“Para que la droga no llegue a tus hijos” (bis)

El Financiero

Por fin se publicó un resumen de prensa de la Encuesta de Consumo de Drogas Ilícitas, Alcohol y Tabaco de 2016. El estudio anterior, aún denominado de adicciones, se levantó en 2011 y se divulgó en 2012; la Comisión Nacional contra las Adicciones (Conadic) se tardó cinco años en entregar datos nuevos. Suponiendo que la pesquisa se realizó con la misma metodología y seriedad (o falta de ella) que en los levantamientos anteriores, se entiende que el gobierno se haya colgado tanto.

Primer dato: entre 2011 y 2016, el número de personas que reconocieron haber consumido drogas ilícitas por lo menos una vez en la vida pasó de 5.7 millones a 8.4 millones, un incremento de 47%. Si recordamos que en estos cinco años la población mexicana de 12 a 65 años de edad aumentó entre 9 y 10 por ciento, tenemos un crecimiento de aproximadamente 6% al año. Se trata de una tasa importante, pero no alarmante, que revela que los supuestos esfuerzos enormes de este gobierno y del anterior para que “la droga no llegue a tus hijos” han sido por completo fútiles. Casi 200 mil muertos, probablemente 100 mil millones de dólares de gasto adicional, 30 mil desaparecidos y un desprestigio internacional incalculable, a cambio de un incremento en el uso de drogas apenas inercial. ¡Qué gran idea!

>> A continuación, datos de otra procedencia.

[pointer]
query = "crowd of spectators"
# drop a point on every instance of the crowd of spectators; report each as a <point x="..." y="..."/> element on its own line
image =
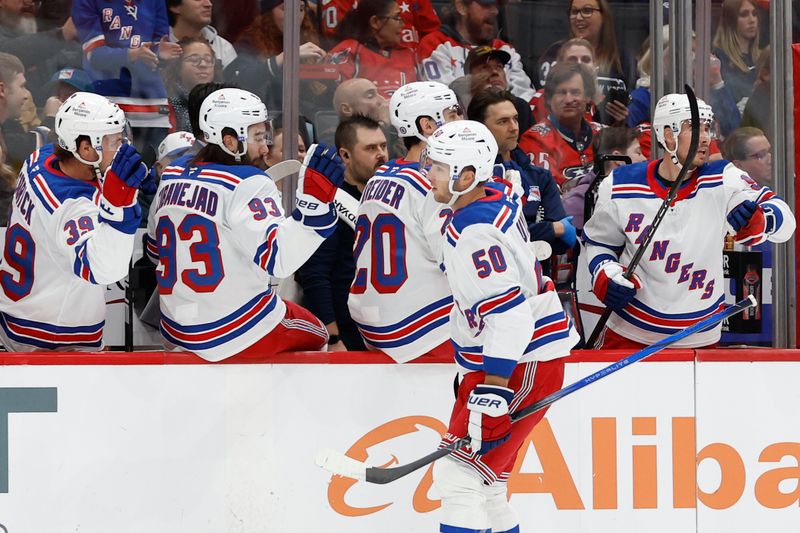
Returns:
<point x="588" y="93"/>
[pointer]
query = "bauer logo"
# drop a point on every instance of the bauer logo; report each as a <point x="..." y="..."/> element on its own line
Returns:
<point x="545" y="470"/>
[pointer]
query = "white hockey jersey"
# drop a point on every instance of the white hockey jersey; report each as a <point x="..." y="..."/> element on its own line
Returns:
<point x="59" y="253"/>
<point x="219" y="233"/>
<point x="681" y="270"/>
<point x="399" y="298"/>
<point x="505" y="311"/>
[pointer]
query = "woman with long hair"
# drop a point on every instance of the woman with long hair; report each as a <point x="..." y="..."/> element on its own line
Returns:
<point x="259" y="65"/>
<point x="736" y="45"/>
<point x="371" y="47"/>
<point x="593" y="21"/>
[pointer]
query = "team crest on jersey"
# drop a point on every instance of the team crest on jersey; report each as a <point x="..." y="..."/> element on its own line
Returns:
<point x="541" y="128"/>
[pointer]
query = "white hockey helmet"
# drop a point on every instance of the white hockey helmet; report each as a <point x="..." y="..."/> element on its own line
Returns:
<point x="462" y="144"/>
<point x="672" y="110"/>
<point x="419" y="99"/>
<point x="91" y="115"/>
<point x="230" y="108"/>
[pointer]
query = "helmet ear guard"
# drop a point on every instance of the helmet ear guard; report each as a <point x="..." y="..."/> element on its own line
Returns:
<point x="235" y="109"/>
<point x="461" y="145"/>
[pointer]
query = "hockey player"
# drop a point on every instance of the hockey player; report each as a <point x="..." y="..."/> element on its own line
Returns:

Pero más importante: nuestra propensión por las drogas es… muy inferior a la de países más ricos… y más pobres. Nuestra incidencia –personas que hayan probado drogas ilícitas por lo menos una vez en su vida– es de 6.7%, según esta última encuesta. El promedio mundial, de acuerdo con la Oficina de la ONU en Viena, en 2015, fue de 5.3%. En Estados Unidos y Canadá, la tasa fue de 20.3%; más del triple de México. En América Latina –sin México– la cifra alcanzó 15.8% en 2015; en Europa, 8.1%.

En otras palabras, México se encuentra muy por debajo de los niveles de consumo de drogas de otras regiones del mundo, más prósperas o menos. Si nos fuéramos a otros indicadores, como por ejemplo el número de personas que haya consumido estupefacientes ilícitos por lo menos una vez durante el último año, las comparaciones serían iguales. México es un pequeño consumidor, sobre todo dado su PIB per cápita (el segundo de América Latina), las dimensiones de su clase media, su cercanía a Estados Unidos, y la magnitud del turismo norteamericano en el país.

Que estos promedios escondan innumerables tragedias humanas y familiares, ni duda cabe. Que haya cifras desglosadas –jóvenes, mujeres, habitantes fronterizos, etc.– donde los incrementos son mayores, también. Y por último, que entre usuarios una vez en la vida, durante el último año figuren un número importante de adictos, desde luego que es cierto. La pregunta no es esa.

Sobre lo que conviene interrogarse como sociedad –y no como interlocutores individuales de interminables anécdotas– es si el costo de la guerra contra las drogas se justifica a nombre de estos grados absolutos de consumo, o de estas tasas anuales de crecimiento. Por supuesto que no se trata de la única justificación esgrimida por sus partidarios, sinceros o tontos útiles. Pero es una justificación que no vale gran cosa, ni por un lado ni por el otro. Si recordamos que el mes de mayo fue el más violento de la historia reciente de México –desde 1997– habría razones para dudar si el pretexto del combate a la violencia sí vale como excusa. Parece que no.